In 2020, the MCC received an influx of Hungarian government funds and assets valued at US$ 1.7 billion (equal to about 1% of Hungary's gross domestic product). Due to its close ties to Viktor Orbán's government, its critics describe MCC as a "breeding ground for future Fidesz-friendly elites."

Programs

University programs 
University students enrolled in regular training in fields that are covered by the MCC's six Schools (Law, International Relations, Economics, Media, Social Sciences and History and Psychology) are eligible for MCC's flagship program.

Budapest Fellowships 
In 2021, MCC and the Hungary Initiatives Foundation, based in Washington, D.C., jointly established the Budapest Fellowship Programme, a 10-month exchange for young US-based scholars to work and research in Budapest. Participants would do research at the National University of Public Service and various other institutions documenting Hungary's history and politics.

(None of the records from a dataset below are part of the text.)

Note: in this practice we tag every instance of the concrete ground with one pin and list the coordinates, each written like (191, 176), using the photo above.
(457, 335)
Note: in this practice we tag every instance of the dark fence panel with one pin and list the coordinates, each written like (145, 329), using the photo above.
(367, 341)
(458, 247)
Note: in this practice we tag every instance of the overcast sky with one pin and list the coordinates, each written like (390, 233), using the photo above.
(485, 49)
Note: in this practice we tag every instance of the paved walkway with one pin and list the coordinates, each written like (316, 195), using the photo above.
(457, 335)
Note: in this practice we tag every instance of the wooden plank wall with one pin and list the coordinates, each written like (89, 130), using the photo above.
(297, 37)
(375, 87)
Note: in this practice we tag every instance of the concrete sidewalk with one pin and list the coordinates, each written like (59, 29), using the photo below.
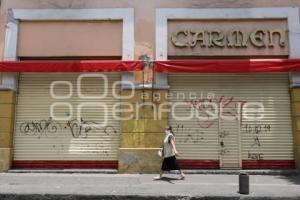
(33, 186)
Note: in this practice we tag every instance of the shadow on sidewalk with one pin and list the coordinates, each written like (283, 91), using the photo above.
(169, 180)
(292, 179)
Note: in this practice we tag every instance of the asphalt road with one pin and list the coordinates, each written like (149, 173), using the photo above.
(143, 185)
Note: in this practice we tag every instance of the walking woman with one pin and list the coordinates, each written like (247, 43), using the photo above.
(169, 154)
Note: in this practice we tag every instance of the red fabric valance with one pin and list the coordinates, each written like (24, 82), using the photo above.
(229, 66)
(70, 66)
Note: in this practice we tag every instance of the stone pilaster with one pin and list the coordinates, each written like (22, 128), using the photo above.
(142, 135)
(7, 112)
(295, 100)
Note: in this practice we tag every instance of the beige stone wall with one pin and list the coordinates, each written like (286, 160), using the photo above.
(142, 135)
(70, 39)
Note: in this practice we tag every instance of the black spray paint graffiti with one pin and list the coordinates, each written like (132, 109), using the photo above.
(189, 135)
(41, 127)
(78, 129)
(256, 130)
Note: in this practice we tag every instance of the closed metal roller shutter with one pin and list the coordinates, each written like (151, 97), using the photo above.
(241, 133)
(40, 137)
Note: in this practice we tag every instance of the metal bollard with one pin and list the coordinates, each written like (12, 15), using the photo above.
(243, 183)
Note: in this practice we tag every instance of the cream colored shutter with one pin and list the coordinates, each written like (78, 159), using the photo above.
(267, 139)
(38, 137)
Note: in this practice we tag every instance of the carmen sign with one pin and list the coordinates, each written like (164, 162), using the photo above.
(260, 38)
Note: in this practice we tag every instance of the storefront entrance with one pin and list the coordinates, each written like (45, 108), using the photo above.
(232, 121)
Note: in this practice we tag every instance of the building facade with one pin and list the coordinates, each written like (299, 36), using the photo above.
(97, 120)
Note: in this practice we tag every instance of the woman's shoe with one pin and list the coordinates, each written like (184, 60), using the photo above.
(181, 177)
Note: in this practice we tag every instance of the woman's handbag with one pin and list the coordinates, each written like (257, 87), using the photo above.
(161, 152)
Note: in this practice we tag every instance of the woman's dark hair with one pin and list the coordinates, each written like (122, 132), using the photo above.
(169, 128)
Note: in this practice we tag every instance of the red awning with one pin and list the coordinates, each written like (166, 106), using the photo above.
(229, 66)
(70, 66)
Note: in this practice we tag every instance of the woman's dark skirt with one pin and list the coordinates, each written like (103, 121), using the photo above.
(169, 164)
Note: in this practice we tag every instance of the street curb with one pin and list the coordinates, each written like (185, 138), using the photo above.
(113, 171)
(67, 171)
(133, 197)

High school and elementary school programs 
In 2021, the MCC said it plans to expand its programs to 10,000 high school and elementary school students in 35 European cities with Hungarian populations.

Locations 
The initial location, the former Workers' Militia headquarters on Budapest's Gellért Hill, was gradually expanded to include Balassi Institute's premises. On 6 January 2021, MCC announced a public procurement tender for a new build at the Gellért Hill site, replacing the current buildings.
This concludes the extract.